The elevated interest rate environment of the past couple of years has forced unhealthy companies to look beyond raising new capital alone and catalyzed more “acrobatic” high-wire acts in what can be achieved. 

The ability to simply tack on more debt isn’t really there anymore. And how do you handle impending maturities? How can you capture discount in the existing trading prices and secure additional funding? 

As a result, liability management is popular in the market today, but it is really a repackaging of what we’ve seen for a long time, with some new strings to its bow. Jockeying around the capital structure, moving collateral, improving priority, pitting existing creditors against each other all seem to be the name of the game but, in many cases, this is just extending maturities and re-carving up the existing business. 

Irrespective of the liability management strategies a business follows, the question must be: Will this make the company any better? 

If you are also raising new capital, this will come at a higher cost than previous years. Baskets, collateral, and structural flexibility may have to be given up, removing options for the future, and the rate of interest for this raise will likely be elevated. 

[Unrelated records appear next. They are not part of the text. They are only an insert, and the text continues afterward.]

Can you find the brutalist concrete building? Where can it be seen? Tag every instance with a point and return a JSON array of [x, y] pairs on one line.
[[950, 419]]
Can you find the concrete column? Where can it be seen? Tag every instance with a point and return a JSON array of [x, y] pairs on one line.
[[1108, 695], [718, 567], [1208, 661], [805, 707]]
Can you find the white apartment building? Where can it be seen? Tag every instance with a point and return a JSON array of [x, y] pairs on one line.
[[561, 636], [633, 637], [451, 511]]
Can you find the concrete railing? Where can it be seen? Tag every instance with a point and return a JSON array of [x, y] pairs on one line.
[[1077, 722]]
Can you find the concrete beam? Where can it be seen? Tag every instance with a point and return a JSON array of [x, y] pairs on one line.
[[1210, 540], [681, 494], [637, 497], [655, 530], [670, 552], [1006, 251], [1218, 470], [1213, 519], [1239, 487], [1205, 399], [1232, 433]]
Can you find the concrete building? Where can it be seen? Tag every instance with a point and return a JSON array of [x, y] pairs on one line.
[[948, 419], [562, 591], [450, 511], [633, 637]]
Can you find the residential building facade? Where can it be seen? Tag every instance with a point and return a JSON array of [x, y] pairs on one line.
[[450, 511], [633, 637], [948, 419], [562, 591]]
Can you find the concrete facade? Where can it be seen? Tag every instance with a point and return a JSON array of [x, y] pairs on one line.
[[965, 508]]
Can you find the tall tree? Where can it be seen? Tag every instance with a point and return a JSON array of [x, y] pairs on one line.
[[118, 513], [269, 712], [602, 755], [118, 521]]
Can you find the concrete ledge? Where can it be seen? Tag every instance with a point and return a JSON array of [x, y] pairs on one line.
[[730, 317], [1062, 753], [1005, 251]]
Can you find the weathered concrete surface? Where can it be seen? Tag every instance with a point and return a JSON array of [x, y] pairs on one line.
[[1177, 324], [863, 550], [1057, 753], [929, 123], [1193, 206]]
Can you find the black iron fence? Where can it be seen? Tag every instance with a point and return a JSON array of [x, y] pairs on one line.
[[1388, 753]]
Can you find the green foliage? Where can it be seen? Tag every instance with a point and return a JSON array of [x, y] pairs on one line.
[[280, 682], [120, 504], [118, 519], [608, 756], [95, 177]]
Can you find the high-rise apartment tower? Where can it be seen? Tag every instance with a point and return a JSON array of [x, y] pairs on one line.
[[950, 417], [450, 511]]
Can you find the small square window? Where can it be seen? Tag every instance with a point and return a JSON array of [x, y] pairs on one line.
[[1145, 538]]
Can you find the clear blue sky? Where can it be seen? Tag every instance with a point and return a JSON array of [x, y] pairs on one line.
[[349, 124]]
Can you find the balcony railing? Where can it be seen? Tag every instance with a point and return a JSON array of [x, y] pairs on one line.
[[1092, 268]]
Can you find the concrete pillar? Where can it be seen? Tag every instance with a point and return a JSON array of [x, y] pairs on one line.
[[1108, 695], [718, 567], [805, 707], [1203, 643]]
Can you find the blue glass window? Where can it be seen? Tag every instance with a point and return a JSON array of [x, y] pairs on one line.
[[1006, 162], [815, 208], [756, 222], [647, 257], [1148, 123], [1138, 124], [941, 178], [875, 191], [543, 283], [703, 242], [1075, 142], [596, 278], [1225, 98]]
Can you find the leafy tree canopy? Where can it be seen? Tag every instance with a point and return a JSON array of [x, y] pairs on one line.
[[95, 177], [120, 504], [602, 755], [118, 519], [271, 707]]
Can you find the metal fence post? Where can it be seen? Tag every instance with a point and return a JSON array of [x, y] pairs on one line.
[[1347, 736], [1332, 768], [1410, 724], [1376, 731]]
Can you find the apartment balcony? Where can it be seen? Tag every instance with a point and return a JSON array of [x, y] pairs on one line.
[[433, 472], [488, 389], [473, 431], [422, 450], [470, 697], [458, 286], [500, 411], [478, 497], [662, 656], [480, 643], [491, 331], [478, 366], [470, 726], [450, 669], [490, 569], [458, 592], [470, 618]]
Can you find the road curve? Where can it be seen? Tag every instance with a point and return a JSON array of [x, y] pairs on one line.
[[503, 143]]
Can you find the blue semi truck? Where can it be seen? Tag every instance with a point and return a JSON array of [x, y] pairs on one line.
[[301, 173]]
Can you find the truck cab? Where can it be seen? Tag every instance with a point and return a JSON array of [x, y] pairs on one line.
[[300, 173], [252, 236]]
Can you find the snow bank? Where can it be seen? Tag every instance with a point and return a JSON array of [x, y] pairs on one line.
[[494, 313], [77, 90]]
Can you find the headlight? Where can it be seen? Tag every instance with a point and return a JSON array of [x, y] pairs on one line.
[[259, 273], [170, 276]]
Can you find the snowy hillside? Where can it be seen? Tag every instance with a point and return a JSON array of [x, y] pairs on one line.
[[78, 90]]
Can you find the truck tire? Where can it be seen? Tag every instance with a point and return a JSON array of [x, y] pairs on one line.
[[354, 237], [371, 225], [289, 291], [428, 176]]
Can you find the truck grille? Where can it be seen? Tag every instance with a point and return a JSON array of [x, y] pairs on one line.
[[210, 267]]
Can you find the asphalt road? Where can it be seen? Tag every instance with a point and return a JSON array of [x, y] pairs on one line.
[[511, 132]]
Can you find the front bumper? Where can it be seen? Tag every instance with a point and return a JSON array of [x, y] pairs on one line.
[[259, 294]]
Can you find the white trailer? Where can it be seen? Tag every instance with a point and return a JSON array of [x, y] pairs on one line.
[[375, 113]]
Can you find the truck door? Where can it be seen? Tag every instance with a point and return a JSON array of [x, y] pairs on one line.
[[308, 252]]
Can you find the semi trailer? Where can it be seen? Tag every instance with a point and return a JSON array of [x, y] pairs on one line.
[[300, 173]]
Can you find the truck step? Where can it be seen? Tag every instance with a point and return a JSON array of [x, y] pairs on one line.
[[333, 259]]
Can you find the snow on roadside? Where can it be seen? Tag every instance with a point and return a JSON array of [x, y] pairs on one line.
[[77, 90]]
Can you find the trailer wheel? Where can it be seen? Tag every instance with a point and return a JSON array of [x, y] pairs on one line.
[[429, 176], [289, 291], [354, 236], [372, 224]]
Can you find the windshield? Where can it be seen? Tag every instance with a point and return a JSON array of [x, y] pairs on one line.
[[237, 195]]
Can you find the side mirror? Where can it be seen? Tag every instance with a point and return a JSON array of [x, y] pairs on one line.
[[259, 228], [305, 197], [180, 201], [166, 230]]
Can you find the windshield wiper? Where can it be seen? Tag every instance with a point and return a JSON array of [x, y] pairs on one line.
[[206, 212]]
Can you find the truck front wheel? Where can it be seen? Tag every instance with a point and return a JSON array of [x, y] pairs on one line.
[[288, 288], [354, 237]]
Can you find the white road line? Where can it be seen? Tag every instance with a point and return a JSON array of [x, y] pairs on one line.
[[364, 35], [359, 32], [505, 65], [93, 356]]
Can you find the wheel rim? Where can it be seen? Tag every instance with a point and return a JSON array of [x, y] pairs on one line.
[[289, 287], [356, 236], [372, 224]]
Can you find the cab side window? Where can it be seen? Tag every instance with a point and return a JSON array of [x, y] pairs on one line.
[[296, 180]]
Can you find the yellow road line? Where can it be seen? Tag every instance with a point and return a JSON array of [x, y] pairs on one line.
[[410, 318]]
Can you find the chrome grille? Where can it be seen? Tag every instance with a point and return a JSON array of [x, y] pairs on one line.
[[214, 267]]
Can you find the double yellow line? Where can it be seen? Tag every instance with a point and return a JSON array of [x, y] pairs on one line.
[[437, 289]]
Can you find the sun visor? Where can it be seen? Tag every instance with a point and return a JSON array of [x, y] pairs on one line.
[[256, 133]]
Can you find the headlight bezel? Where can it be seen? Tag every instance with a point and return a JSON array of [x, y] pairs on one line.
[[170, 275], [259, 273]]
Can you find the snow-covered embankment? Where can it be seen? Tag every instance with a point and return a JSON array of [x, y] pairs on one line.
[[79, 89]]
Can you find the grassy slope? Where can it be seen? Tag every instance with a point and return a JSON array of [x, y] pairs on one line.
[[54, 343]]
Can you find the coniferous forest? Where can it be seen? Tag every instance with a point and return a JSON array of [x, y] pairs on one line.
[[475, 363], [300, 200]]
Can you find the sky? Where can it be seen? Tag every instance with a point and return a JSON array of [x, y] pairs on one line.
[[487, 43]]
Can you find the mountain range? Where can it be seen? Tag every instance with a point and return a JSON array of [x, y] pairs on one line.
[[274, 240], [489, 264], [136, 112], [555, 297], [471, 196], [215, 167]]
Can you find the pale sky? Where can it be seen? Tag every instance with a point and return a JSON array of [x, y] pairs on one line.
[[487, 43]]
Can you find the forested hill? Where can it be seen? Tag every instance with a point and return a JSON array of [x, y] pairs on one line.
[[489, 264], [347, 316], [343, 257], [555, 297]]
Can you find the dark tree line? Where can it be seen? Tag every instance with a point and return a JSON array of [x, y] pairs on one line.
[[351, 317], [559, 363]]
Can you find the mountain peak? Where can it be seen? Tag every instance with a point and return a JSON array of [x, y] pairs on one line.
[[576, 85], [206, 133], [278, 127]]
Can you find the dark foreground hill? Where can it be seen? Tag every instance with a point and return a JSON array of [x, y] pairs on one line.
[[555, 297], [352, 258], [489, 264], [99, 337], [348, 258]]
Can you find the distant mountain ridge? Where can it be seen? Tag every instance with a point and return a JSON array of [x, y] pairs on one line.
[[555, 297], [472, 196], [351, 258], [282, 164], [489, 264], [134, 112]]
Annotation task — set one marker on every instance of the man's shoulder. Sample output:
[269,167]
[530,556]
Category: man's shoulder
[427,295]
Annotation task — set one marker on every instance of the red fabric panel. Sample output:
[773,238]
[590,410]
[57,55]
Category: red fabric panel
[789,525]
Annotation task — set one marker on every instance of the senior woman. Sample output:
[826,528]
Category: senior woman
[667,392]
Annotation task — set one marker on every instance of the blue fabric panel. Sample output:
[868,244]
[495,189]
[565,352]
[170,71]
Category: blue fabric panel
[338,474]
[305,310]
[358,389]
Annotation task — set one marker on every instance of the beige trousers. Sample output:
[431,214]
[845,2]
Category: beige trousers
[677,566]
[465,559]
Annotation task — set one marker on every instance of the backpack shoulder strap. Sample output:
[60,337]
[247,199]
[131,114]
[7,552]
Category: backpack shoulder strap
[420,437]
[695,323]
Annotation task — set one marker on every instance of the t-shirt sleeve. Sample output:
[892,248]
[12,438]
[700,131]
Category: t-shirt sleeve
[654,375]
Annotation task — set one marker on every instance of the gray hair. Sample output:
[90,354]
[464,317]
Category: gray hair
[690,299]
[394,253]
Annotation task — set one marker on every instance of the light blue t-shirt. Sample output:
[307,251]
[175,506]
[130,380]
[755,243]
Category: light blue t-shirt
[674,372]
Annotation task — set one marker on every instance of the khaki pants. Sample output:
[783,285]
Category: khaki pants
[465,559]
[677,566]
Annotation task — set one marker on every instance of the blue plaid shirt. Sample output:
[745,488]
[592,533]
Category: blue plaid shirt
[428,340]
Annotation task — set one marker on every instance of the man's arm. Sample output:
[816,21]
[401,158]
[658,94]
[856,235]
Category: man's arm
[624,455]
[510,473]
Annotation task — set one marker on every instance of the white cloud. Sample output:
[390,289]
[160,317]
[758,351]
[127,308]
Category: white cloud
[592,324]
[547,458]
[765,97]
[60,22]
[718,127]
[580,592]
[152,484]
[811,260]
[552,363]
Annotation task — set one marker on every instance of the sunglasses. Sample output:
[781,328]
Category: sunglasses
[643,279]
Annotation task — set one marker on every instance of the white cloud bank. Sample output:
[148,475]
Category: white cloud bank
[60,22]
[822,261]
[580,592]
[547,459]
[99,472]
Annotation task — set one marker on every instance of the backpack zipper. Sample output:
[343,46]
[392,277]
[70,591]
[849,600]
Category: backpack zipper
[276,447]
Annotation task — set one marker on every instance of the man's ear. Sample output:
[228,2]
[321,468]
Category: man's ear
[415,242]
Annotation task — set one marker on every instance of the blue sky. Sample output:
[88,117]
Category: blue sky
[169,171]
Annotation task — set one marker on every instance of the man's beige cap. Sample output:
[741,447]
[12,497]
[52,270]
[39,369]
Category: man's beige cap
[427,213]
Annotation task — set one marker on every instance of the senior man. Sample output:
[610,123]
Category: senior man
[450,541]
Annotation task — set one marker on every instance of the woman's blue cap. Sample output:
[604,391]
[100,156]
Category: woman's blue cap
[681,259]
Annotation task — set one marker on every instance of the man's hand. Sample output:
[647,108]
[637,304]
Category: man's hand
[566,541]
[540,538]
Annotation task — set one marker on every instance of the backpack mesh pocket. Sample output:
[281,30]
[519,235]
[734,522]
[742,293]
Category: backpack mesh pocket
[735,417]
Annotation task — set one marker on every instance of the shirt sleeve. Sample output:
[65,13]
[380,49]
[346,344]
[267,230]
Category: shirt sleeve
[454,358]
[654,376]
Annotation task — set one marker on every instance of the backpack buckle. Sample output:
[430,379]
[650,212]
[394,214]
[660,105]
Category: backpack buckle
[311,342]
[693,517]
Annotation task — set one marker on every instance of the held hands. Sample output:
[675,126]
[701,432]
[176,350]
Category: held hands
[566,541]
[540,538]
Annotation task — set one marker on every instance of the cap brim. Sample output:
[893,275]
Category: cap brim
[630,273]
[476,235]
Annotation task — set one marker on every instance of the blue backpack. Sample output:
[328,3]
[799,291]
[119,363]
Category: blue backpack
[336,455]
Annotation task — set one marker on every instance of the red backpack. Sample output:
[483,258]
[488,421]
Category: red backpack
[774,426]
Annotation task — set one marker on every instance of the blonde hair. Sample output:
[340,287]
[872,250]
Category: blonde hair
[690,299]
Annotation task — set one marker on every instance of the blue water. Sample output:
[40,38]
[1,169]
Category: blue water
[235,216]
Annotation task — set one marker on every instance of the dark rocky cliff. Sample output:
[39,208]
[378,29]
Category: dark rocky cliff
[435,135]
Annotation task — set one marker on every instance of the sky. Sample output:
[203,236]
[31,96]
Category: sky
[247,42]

Critically, somewhere in this activity there must be a plan to drive change in the business and fix the fundamentals. Is there a robust business plan that underpins the affordability and viability of any new deal? The focus must shift from simply getting a deal done to long-term outcomes – and whether it can be refinanced at maturity. 

Liability management could be beneficial, but that transaction and process should not only be used to solve a maturity or liquidity issue under this new lease of life. It can’t simply become another iteration of amend and extend or kicking the can down the road. 

Management teams inherently have a bias towards optimism, inclined to shoot for the “stretch” goals. However, I would argue that this is precisely the time to be conservative and realistic. In golfing terms, they need to hit the middle of the fairway with high confidence of success for the shots that follow. 

Assuming that interest rates will continue to stay high, they must consider what can be done to improve their business, lower costs, or drive more revenue. The current environment increases the emphasis on operations, working capital management, and justified investment in capex. A business story of growth, capital return, and wise investment has never been more important. 

Now, within the current wave of legal gymnastics, loopholes are closing fast. If a company isn’t fixed, the next restructuring will be that much harder because there is no more room to manoeuvre. Each creative solution to gain more time and liquidity will ultimately make everything harder to unwind if the day of reckoning comes, and we’ll see more liquidations, quick sales, and forced auctions as a result, instead of thoughtful restructurings. 

Any interest rate reductions are unlikely to create an immediate windfall in the economy, so I expect this restructuring cycle to continue. Governments globally have their own high-wire act to tread – they really can’t put huge amounts of more money into the system without risking inflation increases again. They have to let this ride a little longer, which means we should see a longer, more natural market-driven restructuring environment, versus one that’s driven by a black swan event followed by government bailouts.